Hammond rolled up his sleeves and got elbow-deep in the rebuild, tweaking and tuning with a little help from engine gurus. What started as a modest dream—500 horses, respectable but nothing outrageous—turned into a full-blown mechanical riot. The dyno spit out numbers that’d make most muscle cars blush: 620 horsepower, 825 lb-ft of torque, enough grunt to tear the clutch clean in half after just one test run. Yeah, they slapped in a racing clutch rated for 600, and it tapped out immediately. That’s how you know you’ve built something properly unhinged.
But it’s not just about raw power. Hammond’s given the Riviera a split personality—choosing between practical cruiser or pavement-scraping showstopper thanks to an air suspension setup. One flick of a switch and the whole thing sinks like it’s trying to burrow into the tarmac, making those swooping boattail lines look even more like something out of a Mad Max fever dream.

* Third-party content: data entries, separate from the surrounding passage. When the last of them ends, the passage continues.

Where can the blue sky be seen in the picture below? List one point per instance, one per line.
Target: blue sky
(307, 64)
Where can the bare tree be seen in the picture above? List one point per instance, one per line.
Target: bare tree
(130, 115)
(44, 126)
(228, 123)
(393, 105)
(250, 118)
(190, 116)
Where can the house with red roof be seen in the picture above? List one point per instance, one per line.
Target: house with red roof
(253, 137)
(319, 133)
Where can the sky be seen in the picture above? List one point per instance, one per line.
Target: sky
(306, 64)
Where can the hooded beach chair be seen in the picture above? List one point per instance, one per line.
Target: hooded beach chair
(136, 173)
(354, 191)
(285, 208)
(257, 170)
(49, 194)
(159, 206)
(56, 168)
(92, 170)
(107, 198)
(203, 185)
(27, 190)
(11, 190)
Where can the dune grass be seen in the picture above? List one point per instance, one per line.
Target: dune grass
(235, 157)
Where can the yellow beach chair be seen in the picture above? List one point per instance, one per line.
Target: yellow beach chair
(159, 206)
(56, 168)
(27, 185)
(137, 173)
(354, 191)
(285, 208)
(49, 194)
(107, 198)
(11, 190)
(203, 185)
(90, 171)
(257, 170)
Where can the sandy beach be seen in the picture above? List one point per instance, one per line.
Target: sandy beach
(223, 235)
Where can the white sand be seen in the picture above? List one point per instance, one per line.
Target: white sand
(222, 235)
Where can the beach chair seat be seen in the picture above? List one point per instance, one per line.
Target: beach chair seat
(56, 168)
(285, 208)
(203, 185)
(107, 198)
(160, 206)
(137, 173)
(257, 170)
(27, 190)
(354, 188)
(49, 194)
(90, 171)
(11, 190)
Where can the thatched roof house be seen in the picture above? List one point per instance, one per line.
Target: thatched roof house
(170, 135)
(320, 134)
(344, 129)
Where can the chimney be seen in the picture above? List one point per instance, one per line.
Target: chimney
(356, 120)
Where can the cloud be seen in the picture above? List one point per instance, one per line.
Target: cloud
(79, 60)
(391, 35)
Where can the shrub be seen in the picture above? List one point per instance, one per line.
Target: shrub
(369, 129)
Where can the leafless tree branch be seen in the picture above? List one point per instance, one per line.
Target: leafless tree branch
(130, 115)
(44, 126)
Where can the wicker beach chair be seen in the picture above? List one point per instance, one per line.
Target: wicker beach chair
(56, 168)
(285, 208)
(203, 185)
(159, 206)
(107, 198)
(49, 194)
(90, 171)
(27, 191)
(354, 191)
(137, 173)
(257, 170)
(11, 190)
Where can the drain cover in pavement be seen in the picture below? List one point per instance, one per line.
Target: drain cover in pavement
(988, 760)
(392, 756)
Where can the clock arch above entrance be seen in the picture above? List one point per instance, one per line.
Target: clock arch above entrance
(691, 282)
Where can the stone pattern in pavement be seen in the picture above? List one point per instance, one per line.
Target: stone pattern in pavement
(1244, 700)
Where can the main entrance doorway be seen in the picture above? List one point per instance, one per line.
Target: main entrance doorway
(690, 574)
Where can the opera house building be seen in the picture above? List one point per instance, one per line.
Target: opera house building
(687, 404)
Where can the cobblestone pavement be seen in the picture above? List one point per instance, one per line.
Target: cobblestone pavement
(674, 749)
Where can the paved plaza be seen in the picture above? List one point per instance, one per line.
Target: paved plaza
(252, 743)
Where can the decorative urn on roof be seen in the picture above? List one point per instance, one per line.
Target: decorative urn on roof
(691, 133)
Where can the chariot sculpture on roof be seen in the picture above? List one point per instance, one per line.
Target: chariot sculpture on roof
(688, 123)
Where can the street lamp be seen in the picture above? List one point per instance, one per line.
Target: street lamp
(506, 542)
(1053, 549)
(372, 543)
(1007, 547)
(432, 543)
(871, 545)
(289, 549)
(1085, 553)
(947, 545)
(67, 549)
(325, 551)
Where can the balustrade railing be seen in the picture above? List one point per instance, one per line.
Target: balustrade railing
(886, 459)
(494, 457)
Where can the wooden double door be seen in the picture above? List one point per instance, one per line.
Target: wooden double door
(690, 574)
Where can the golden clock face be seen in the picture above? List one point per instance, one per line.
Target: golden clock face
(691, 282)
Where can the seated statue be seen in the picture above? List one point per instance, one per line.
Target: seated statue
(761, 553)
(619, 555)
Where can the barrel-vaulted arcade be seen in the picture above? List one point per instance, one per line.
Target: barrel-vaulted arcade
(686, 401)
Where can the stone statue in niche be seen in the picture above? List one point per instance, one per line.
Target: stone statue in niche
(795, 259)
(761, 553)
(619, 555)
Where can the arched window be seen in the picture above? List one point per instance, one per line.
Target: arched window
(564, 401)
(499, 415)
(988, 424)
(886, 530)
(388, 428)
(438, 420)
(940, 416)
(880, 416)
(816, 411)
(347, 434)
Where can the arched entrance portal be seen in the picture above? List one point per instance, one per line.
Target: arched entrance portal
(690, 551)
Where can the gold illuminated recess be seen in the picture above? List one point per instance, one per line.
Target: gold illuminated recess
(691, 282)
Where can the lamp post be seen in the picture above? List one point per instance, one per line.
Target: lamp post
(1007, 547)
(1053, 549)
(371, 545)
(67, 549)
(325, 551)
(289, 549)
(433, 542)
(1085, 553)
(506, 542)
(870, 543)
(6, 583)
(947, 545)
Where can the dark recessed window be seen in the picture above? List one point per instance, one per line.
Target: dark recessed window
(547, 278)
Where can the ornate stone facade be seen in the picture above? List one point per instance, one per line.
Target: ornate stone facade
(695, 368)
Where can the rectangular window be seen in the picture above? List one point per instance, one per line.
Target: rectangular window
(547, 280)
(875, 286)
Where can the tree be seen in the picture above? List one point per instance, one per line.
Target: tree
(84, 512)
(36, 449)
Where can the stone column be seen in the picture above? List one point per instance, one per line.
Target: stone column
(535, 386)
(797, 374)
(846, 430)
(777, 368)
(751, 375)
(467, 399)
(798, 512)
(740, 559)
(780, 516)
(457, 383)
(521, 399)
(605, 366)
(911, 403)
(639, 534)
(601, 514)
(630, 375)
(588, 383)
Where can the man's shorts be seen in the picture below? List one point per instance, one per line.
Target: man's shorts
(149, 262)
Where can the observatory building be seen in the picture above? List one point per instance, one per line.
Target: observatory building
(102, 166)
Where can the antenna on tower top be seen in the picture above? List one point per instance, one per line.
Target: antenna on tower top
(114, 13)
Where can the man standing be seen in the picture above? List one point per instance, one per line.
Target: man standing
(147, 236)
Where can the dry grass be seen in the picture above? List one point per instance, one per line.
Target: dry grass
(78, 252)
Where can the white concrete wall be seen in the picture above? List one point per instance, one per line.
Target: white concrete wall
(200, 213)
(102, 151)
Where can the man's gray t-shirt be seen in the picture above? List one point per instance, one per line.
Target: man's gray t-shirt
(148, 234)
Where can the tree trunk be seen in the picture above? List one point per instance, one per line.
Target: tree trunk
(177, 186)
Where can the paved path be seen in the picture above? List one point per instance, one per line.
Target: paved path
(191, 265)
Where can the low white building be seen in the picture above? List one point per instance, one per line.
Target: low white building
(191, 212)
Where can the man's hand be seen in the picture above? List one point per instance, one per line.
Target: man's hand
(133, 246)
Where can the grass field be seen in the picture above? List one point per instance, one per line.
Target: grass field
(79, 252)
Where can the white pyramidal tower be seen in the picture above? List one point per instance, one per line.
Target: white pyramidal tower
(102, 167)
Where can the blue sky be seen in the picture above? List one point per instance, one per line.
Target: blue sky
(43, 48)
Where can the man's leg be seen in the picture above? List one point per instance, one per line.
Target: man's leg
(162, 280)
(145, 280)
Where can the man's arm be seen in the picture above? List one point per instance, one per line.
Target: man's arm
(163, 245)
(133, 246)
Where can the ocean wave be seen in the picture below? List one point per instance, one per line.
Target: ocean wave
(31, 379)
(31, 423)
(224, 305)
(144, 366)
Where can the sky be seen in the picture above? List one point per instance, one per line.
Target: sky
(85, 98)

Then there’s the look. Ditching the all-black revenge fantasy he first toyed with, Hammond’s doubling down on the car’s original quirks. That faded light green peeking through? Keeping it. The plan? A candy crackle finish with a metal remake of that ridiculous rear wing, because the temporary one just wasn’t extra enough.
This isn’t just a rebuild; it’s a full-throttle reinvention—one that keeps the Riviera’s chaotic soul intact while shoving it straight into “hold my beer” territory. And with that much horsepower lurking under the hood, whatever comes next won’t just be dramatic—it’ll be borderline unhinged. Like Hammond himself, really.